Tea can still taste ok. But it sometimes it is very off putting to find things in the cakes other than tea.

Kashyap

working in the coffee industry, you find all kinds of rocks, metal, odds’n’ends in the green coffee…most gets discovered when scooping to roast, some on the roasting table, and very rarely in the bucket…but I guess I’m used to that and find only the ‘human’ matter that shows up in some ‘hand-picked/rolled’ teas to be a bit off putting..but I feel 200 degree water should solve for this :)

tperez

It’s funny to think how these things get into the tea. Most of the teas that I’ve gotten have had little to no foreign objects, but this brick and a Fengqing sheng tou that I have seem to be loaded with little goodies :P

Luckily they all seem to be natural things, finding something like a bug would really gross me out

JC

Hahahaha, Same here. Feng Qing has a high probability of foreign material in my experience. I swear one had several broom hairs.

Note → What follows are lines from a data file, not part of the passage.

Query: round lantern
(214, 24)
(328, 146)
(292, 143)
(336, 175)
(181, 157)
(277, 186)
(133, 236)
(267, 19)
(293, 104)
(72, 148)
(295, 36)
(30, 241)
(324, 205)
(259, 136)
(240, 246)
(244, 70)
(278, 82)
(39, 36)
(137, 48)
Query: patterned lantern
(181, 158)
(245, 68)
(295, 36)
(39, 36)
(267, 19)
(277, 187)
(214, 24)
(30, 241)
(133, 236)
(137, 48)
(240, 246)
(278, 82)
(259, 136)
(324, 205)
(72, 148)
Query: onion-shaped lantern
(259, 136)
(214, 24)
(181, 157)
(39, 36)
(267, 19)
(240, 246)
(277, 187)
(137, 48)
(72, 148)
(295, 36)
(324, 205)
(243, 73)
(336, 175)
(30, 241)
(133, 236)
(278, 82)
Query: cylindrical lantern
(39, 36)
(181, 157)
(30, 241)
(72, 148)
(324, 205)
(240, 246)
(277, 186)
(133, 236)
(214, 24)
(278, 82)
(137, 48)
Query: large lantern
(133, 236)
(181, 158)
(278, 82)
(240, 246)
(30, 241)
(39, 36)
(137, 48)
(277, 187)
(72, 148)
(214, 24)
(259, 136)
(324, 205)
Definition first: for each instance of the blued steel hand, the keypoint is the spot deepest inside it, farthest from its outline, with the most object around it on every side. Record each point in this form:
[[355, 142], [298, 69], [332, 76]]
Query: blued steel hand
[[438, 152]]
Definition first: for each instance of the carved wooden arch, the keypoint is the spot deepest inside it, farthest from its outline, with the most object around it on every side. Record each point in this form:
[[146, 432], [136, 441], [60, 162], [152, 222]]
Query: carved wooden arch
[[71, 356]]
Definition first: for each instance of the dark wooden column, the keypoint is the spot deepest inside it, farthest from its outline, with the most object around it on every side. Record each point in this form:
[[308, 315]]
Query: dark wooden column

Kashyap, I agree with you, sometimes finding human matter is disturbing but I think most of it is usually during packing, at least with most other tea (aka, black, white, green and oolong), I think what ‘grosses’ me out is that in Puerh is during the process of making it, but it is also to be expected. If you look at the making process of most Puerh (mostly factory made) several people work with the tea, which increases the chances of hair (I hope you exclusively meant hair by ‘human matter’ lol).